Recently, we have seen many talks from major organizations across many verticals building machine learning and AI platforms with Metaflow as their backbone.
We were excited to hear three recent presentations by Adept.ai, Autodesk, and Epignosis, all of which focused on the need for high-performance computing for AI and ML. We’ve summarized them below but do watch the videos for the full story! This is also timely as we just released new Metaflow features for distributed high-performance computing in general and large-scale training for AI in particular.
Crafting General Intelligence: LLM Fine-tuning with Metaflow at Adept.ai
Adept.ai’s Rahul Parundekar recently spoke about how Adept uses Metaflow for fine-tuning LLMs.

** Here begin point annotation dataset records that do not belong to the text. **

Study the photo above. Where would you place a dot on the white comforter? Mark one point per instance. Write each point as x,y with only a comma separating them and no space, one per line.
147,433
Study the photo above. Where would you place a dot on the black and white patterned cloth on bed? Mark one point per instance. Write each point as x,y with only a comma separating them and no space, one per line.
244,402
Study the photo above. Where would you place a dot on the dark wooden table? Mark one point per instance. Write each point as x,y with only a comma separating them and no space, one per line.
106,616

Adept is an ML research and product lab building general intelligence by enabling humans and computers to work together creatively.

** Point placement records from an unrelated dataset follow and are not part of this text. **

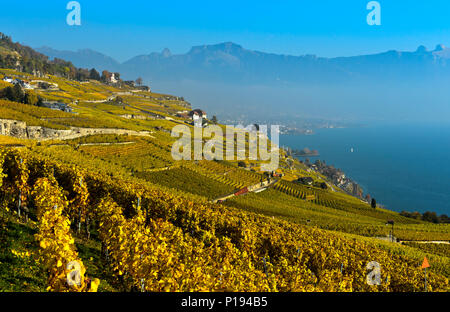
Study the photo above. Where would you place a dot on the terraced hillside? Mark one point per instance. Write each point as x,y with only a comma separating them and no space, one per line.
135,219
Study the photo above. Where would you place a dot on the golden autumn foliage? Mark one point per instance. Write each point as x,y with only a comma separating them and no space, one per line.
158,241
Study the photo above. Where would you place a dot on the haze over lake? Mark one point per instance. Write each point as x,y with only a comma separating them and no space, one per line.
403,167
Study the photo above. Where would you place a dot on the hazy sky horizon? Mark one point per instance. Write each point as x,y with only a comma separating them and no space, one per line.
325,28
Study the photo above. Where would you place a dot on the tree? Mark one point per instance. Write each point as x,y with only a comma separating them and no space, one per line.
106,76
94,74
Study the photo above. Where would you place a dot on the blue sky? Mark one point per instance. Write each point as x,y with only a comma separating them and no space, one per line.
123,29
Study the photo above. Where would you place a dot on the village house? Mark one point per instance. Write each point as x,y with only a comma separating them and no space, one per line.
58,106
306,180
197,114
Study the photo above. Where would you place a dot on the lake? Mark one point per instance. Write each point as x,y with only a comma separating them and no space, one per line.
402,167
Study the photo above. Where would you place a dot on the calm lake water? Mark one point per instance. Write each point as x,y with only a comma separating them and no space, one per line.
402,167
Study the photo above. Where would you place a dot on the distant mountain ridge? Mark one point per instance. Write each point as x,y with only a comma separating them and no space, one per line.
231,63
85,58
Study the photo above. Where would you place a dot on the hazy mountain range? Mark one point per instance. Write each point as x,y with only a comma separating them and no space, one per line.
235,81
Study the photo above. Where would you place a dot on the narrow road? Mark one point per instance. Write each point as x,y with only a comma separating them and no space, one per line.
256,188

We’ve recently been doing a lot of work with Metaflow on fine-tuning LLMs and using RAG so this is timely. We also recently taught a workshop at the Generative AI Summit in Austin on “LLMs in Practice: A Guide to Recent Trends and Techniques”, which you can check out here!
LLMs, Metaflow, and Kubernetes at Adept
Rahul spoke about Adept.ai's use of Metaflow in combination with Argo on Kubernetes for fine-tuning and monitoring infrastructure. This setup allows them to efficiently manage machine learning and LLM workflows.
Adept.ai's primary goal is to develop transformers capable of interacting with various applications on a computer and they’re a leader in multimodal models. Rahul presented an example of this technology through a browser extension that can perform tasks based on user instructions, showcasing the potential of their model.
Initially, Adept.ai used Slurm, a cluster management and job scheduling system, for training and fine-tuning machine learning models. Slurm is efficient and is a standard for general HPC workload management but not specifically designed for machine learning and AI tasks. However, it served Adept well in the early stages.
Why was Metaflow so useful?
A significant challenge arose when Adept.ai aimed to create self-serve fine-tuning pipelines. These pipelines involved multiple configurations, leading to complex code and various execution steps. This complexity made it difficult for new team members to make changes effectively.
To address this challenge, they explored migrating their workloads to Kubernetes, considering various workflow solutions. They evaluated four options, two of which involved Kubernetes and Argo as a workflow orchestration system. They chose Metaflow and Argo primarily because of Argo's robust and well-tested workflow orchestration system. This choice aligned well with their desire to use Kubernetes for their workloads.
Challenges with transitioning… and solutions!
Adept.ai encountered several challenges during the transition. Firstly, they needed to simplify their codebase, which was complex and had configuration files scattered across multiple locations. Untangling the code and identifying logical steps to plug into Metaflow workflows took significant effort.
Containerization of their codebase proved challenging due to the large code repository, which had grown in size over time. Storing versions of models and data within the codebase inflated the repository size to almost 1GB, complicating the containerization process.
They developed an internal Adept CLI to streamline job launches. This CLI not only simplified job execution but also provided information about the submitted jobs, such as their status and log locations.
In addition to fine-tuning and evaluation, Adept.ai uses Metaflow and Argo for monitoring their infrastructure. This includes handling housekeeping jobs, maintaining nightlies, and managing infrastructure components like Slurm.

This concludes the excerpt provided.